The simple way to expose the limitations of this approach is to see what happens if you start to decrease emissions. And, sure enough, the AF drops considerably (and can even go negative) if you do this. In other words, the whole approach only works while CO2 emissions and atmospheric levels are increasing at a fairly steady rate.
But this is only a minor problem. The AF is extremely sensitive to saturation of the processes to remove CO2 from the atmosphere. And it appears that removal by the oceans is indeed saturated (AR4, p.26 & elsewhere).
If we allow for the fact that the rate of carbon uptake by the oceans is not going to increase, then (of course) we see that the AF increases, if our emissions continue to increase, as in the graph below:
The implication of all this is rather important. If we continue to increase our emissions, then we face a double whammy. A higher proportion of the higher level of emissions will remain in the atmosphere.
At this point I realised that I had constructed a rough carbon cycle model in my spreadsheet. I was able to test different emission scenarios, varying the behaviour of other parts of the carbon cycle. And I can report that we are indeed in big trouble. Here are some preliminary conclusions:
1. If we’re to keep CO2 levels below 450ppm – the absolute optimistic minimum to prevent dangerous climate change of 2C or more – global carbon emissions have to peak by 2015 and decline steeply, that is, by about 1.5% pa – my 2045 peak example led to 630ppm by 2070. I don’t believe anything faster than 1.5% is feasible – in fact, even that looks like a silly number to me, though I’m open to persuasion.

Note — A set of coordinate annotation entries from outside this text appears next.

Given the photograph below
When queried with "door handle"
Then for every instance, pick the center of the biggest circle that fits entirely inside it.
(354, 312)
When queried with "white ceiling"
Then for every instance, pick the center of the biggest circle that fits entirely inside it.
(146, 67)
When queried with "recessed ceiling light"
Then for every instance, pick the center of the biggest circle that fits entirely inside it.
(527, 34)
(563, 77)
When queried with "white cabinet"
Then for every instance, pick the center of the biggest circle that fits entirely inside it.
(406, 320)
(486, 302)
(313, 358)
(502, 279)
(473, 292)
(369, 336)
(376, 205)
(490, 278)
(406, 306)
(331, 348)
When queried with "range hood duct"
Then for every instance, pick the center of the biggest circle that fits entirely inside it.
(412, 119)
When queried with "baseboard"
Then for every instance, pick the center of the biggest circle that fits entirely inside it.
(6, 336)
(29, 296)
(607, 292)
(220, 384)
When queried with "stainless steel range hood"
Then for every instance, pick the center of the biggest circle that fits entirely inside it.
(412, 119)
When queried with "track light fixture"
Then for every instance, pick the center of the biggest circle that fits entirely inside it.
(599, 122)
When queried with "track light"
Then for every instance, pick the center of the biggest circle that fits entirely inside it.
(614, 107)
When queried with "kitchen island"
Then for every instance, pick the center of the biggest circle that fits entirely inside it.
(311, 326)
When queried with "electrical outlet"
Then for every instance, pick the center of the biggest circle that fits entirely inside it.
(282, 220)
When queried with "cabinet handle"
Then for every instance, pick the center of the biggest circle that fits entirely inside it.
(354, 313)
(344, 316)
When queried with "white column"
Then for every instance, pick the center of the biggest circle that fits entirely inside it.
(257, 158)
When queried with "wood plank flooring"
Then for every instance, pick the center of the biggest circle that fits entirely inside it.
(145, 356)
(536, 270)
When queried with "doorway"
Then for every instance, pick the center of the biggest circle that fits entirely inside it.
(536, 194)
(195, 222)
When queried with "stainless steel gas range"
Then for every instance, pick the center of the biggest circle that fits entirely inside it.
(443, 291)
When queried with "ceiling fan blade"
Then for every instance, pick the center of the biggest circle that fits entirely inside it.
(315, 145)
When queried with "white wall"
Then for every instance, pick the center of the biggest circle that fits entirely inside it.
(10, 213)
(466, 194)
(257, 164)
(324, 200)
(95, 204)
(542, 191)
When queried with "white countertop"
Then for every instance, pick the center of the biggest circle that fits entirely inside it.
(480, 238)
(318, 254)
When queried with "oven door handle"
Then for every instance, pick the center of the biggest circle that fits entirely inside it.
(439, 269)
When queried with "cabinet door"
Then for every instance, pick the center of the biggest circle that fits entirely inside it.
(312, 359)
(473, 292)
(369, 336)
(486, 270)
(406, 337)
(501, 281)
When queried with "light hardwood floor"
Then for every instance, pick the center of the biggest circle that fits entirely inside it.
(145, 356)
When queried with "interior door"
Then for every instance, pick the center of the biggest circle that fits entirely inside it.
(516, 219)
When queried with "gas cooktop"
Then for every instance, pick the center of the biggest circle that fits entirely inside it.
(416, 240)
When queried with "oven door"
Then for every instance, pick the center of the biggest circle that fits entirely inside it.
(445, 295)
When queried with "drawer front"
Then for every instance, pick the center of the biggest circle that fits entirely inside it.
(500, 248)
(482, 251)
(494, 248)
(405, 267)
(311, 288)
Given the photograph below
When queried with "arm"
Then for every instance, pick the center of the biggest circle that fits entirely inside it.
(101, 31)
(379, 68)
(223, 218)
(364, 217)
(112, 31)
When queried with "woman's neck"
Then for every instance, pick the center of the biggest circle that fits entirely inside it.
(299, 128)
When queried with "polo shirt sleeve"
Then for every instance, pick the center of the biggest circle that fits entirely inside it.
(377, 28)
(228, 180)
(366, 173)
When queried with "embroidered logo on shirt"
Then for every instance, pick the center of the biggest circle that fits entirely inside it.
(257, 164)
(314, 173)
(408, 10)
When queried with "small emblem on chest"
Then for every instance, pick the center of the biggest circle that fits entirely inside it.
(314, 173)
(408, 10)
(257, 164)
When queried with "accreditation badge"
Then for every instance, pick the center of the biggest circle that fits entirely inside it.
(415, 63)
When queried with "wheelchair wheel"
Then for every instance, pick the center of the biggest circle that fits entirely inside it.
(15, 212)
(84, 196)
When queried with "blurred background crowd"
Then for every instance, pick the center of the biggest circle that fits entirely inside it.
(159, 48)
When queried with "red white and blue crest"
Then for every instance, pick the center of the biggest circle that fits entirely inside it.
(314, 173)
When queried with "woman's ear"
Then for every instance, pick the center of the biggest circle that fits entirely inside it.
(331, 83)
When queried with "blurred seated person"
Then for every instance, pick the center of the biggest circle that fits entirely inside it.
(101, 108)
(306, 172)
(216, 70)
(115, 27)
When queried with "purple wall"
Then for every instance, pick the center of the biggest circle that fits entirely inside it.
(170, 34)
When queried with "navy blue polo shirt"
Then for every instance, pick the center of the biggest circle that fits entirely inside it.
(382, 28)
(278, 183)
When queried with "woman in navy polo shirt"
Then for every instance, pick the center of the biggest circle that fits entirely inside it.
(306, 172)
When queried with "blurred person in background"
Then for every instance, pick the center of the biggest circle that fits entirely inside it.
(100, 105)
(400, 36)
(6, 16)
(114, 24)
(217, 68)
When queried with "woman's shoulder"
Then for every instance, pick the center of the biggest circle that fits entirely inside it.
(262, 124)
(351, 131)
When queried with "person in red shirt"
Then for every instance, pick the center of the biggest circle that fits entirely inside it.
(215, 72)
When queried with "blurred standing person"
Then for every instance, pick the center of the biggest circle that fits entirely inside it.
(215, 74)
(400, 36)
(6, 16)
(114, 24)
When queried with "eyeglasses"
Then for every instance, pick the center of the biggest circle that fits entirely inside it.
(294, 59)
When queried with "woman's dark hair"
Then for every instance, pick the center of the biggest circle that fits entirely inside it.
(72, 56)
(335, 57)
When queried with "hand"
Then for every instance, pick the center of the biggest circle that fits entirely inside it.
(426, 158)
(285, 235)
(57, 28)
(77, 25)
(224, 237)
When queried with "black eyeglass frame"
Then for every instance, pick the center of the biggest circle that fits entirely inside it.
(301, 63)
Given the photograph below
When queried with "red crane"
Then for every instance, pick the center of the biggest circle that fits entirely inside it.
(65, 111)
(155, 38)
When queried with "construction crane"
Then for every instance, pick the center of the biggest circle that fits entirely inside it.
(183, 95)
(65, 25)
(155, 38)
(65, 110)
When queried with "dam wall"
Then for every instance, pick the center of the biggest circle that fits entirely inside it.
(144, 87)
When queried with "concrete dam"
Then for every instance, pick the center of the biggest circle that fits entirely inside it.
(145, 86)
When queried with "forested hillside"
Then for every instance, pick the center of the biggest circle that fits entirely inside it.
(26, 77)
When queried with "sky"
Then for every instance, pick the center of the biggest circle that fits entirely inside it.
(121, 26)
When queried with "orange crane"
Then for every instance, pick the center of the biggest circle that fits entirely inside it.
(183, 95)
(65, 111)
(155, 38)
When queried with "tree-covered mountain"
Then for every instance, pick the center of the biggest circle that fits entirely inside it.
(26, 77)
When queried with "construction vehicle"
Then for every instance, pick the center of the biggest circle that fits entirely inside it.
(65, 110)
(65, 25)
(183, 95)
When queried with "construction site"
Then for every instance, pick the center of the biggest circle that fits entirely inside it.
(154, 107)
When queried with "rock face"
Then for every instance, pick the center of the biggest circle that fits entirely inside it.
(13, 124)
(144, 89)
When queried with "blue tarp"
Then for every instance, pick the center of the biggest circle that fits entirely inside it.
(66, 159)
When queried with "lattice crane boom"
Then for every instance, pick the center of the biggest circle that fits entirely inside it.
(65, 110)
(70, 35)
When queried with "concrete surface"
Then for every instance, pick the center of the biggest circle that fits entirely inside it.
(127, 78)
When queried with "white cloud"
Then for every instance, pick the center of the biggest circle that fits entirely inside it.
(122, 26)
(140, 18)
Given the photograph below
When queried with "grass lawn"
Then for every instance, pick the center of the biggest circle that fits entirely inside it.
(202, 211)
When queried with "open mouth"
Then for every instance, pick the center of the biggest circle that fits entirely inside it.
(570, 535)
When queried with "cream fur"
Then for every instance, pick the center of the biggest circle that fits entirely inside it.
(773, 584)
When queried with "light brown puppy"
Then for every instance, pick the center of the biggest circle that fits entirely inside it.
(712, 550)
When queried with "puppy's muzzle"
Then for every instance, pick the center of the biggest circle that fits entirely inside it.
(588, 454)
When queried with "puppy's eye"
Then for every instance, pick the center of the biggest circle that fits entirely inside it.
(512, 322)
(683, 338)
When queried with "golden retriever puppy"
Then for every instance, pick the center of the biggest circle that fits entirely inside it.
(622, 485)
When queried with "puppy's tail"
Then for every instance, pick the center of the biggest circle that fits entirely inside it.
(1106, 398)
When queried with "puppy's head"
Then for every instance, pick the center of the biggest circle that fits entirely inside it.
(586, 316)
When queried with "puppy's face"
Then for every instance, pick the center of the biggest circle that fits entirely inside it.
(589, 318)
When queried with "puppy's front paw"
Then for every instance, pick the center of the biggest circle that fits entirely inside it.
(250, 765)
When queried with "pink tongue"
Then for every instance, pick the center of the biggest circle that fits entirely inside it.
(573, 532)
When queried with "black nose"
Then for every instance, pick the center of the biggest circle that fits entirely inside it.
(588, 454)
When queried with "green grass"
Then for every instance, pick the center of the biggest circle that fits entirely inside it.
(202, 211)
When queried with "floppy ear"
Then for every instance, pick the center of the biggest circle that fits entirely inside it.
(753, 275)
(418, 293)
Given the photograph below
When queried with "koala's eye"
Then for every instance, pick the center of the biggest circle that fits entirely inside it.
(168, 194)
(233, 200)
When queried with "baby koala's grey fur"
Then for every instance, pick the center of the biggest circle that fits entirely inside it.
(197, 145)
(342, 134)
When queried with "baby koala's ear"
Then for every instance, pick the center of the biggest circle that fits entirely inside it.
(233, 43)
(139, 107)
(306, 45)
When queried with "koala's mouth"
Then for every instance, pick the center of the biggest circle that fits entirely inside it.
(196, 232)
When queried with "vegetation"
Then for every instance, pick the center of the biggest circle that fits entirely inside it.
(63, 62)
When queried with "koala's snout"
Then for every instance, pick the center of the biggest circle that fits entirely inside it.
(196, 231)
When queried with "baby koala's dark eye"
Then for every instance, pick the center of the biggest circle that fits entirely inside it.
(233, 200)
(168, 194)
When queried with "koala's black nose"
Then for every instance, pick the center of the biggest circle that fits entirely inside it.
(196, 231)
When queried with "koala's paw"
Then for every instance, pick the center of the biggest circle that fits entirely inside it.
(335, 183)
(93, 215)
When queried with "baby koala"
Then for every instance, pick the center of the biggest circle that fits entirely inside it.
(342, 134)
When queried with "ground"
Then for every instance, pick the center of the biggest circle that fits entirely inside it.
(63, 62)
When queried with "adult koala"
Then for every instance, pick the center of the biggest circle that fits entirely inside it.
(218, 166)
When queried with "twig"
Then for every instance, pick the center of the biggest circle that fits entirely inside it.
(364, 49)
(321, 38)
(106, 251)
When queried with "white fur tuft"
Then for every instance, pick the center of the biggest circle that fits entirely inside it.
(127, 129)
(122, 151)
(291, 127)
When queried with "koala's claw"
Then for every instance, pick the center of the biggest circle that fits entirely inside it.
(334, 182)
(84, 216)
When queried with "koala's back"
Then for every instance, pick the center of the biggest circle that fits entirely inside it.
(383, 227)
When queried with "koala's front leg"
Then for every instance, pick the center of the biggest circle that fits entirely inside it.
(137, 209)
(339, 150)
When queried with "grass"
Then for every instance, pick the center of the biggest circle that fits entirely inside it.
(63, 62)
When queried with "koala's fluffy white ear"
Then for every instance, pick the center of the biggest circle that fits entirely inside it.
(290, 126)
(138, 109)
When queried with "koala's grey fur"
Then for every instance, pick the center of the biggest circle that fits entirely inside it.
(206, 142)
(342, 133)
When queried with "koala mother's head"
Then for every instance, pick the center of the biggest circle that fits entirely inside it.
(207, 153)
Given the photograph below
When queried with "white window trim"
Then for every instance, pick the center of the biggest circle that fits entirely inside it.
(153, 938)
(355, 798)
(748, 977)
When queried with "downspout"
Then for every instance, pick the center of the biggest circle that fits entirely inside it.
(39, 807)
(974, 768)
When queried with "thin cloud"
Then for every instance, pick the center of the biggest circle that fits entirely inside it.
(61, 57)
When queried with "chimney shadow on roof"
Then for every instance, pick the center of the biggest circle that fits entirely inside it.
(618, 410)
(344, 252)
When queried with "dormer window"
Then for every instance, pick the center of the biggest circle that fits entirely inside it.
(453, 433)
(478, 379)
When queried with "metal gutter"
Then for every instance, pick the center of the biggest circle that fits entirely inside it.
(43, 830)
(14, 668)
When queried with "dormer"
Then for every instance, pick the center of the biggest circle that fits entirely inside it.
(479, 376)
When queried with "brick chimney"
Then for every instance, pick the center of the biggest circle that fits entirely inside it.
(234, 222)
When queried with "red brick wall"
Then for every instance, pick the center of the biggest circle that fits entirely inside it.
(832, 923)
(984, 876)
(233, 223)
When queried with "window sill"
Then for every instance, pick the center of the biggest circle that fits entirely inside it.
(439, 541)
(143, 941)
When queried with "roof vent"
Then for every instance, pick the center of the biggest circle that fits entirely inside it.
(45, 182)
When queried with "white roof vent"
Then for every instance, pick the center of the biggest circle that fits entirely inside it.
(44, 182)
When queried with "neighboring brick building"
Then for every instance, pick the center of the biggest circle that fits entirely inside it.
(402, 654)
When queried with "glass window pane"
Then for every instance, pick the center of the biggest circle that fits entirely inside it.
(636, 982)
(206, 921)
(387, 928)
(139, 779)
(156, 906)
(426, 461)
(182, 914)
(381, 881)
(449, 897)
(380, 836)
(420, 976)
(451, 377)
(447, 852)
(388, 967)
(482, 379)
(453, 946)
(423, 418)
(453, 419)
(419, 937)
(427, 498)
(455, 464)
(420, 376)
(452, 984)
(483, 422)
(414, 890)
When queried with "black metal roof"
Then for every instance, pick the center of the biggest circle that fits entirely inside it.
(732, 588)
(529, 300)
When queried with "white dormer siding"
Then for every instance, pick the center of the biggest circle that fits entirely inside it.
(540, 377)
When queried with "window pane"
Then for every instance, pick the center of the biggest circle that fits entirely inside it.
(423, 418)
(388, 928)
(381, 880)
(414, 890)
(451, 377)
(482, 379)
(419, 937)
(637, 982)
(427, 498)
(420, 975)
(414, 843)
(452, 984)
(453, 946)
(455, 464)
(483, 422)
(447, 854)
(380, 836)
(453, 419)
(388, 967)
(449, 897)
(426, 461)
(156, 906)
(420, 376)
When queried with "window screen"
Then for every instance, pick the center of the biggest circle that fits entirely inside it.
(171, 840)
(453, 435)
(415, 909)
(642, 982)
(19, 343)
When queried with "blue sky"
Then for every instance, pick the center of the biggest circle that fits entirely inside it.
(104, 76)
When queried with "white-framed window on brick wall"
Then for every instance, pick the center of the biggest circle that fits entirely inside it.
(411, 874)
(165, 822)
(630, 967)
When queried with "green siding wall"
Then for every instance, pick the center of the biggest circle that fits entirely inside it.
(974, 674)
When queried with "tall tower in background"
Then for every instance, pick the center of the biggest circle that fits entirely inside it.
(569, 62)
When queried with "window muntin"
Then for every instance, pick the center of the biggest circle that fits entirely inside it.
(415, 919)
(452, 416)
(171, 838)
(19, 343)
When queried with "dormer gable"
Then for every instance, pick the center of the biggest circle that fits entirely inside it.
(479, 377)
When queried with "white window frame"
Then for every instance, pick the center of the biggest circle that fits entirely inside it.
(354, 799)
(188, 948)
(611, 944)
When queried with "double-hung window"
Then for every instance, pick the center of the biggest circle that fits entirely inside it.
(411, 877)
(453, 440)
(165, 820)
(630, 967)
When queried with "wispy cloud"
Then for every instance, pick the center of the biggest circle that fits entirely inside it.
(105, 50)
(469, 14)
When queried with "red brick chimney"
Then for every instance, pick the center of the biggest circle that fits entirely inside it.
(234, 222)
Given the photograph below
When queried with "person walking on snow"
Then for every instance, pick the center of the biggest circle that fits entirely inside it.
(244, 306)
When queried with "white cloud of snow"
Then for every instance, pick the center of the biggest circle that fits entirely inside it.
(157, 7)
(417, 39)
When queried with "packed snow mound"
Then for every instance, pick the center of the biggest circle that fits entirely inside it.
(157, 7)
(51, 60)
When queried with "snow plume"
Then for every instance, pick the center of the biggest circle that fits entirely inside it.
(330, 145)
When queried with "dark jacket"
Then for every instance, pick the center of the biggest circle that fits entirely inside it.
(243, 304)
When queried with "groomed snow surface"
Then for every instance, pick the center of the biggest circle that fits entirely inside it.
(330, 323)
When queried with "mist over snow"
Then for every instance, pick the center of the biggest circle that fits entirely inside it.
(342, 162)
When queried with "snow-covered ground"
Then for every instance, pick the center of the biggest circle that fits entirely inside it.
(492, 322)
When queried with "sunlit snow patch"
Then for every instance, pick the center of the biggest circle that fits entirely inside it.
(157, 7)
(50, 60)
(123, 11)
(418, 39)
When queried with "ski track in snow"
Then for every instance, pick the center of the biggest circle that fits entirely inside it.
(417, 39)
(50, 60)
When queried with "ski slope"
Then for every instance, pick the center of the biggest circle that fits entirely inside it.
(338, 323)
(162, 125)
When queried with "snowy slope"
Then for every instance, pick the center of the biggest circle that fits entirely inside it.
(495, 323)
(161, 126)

2. In a scenario where we do stabilise CO2 levels, then (of course) the AF declines dramatically, and eventually goes negative. The AF is a double-edged and misleading concept if used as part of a causal explanation. It can only be sensibly used – IMHO – to make the rhetorical point that increasing our rate of carbon emissions will make our problems much worse very quickly.
3. In my spreadsheet carbon cycle model, the outcome is sensitive not only to the emission peak and rate of decline and to the timing of the peak rate of ocean uptake (I’ve assumed 2010, which may be optimistic – AR4 implies it has already peaked). Critical, also, is the rate of land uptake of CO2. My model has the fertilisation effect dependent on the area of natural ecosystem. Now, here we have another double whammy. If we clear forest (and, worse, wetlands) to create grazing land, or to grow more crops – for example, biofuels – then we not only emit carbon as we do so, we also reduce the rate of carbon uptake by the fertilisation effect.
4. If land (and/or ocean) uptake of CO2 goes into reverse as the planet warms we are completely screwed, to put it scientifically. If this happens it will be almost impossible to keep atmospheric CO2 (not CO2 equivalent, just CO2) below 45ppm.
In fact, my conclusion is that it will be practically impossible to keep CO2 below 450ppm unless we:
1. Start reducing fossil fuel carbon emissions within the next decade; and
2. Significantly increase the area of forest and wetland over the next century.
Given point 2, it might be a good idea to suspend all incentives and quotas for biofuels.